A packed house for Funderburk’s Walter Anderson lecture

January 28th, 2013 Comments Off

Professor Brent Funderburk presents “Walter Anderson: A World Vision of Art and Nature.” (Photo by Beth Wynn | MSU University Relations)

The Robert and Freda Harrison Auditorium in Giles Hall was filled on Thursday (Jan. 24) for a lecture presented by Professor Brent Funderburk, “Walter Anderson: A World Vision of Art and Nature.”

Walter Anderson’s youngest son John, a friend of Funderburk, was present for the lecture, which was meant to introduce the MSU community to the works and life of the artist Walter Anderson.

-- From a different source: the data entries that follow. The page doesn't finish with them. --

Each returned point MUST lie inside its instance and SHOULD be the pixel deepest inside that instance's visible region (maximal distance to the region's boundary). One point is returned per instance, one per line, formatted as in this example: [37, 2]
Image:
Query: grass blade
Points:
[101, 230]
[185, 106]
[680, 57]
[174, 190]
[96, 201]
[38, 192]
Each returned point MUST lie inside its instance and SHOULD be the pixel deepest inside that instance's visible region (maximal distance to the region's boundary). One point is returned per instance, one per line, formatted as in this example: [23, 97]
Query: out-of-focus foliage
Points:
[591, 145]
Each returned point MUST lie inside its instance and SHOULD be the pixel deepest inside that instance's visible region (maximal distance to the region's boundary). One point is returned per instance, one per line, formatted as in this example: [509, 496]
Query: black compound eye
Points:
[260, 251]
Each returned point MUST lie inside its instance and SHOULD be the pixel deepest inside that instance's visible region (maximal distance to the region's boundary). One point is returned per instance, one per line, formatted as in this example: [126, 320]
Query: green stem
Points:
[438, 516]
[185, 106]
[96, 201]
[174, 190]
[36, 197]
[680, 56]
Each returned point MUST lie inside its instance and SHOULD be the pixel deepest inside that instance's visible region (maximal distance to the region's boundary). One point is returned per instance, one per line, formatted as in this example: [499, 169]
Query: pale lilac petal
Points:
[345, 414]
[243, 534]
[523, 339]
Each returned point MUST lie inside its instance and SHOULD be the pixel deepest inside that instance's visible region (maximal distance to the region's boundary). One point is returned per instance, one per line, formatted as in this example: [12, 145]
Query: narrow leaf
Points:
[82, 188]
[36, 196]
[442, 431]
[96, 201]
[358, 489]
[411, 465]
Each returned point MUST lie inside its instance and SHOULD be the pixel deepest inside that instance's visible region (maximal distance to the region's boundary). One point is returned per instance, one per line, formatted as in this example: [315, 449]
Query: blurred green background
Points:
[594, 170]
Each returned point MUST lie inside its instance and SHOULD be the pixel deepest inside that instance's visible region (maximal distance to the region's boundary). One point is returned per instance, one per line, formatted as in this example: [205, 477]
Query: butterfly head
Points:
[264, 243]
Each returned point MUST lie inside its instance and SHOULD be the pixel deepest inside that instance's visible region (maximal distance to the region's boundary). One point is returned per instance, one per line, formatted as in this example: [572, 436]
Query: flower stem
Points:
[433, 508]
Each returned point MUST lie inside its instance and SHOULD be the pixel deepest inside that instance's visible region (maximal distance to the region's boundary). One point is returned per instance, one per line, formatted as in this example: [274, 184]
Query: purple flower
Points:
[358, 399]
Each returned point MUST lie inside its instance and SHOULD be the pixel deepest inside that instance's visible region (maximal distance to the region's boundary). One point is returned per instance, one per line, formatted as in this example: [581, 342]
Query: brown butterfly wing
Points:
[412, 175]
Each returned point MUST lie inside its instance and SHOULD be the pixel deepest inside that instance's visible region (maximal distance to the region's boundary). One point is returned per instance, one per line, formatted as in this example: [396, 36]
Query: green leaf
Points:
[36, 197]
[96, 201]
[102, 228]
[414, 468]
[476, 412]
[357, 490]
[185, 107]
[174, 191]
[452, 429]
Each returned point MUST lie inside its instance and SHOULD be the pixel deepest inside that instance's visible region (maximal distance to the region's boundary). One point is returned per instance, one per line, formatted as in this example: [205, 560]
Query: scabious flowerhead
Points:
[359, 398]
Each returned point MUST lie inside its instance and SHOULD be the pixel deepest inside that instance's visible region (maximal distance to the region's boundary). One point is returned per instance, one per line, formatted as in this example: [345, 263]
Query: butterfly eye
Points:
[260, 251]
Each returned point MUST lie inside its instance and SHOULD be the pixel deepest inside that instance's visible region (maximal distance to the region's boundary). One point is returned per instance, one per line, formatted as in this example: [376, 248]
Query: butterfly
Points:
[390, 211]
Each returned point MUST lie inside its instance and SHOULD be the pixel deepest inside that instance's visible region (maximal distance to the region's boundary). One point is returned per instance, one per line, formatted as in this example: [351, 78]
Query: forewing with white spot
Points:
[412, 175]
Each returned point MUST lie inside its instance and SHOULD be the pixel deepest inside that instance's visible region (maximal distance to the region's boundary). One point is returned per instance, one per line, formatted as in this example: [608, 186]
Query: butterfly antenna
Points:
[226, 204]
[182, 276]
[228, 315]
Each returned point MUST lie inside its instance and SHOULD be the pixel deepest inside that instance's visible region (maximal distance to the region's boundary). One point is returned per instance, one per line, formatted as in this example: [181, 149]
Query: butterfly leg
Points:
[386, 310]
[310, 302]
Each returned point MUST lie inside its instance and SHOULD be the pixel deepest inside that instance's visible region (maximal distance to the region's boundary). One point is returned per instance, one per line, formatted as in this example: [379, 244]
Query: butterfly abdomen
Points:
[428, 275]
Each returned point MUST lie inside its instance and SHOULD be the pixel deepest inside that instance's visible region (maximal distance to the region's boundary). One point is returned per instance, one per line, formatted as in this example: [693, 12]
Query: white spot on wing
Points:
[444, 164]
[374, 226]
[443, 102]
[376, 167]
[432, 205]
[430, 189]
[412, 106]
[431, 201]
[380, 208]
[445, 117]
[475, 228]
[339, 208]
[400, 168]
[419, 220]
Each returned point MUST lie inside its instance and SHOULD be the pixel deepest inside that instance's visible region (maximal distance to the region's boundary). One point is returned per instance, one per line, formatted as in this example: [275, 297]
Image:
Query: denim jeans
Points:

John Anderson was also visiting the campus to work on discussions to establish a Walter Anderson Center at Mississippi State, which would make his father’s works accessible to not just the MSU community but to scholars, artists and others worldwide.

Funderburk, a professor in the Department of Art at MSU who has spent years researching and focusing his classes toward Walter Anderson, walked the audience through the artist’s life history and paintings.

Funderburk said Walter Anderson, throughout his life, was searching for the answer of “What is art and my place in it?”

After a lifelong struggle to find the meaning – from art training in Philadelphia, Penn., New York and Europe, to a battle with depression that nearly killed him – Funderburk believes Anderson found his meaning of art. Along the way, Anderson discovered that when two different languages meet, they produce a third thing, a miracle, and he believed art could be that miracle.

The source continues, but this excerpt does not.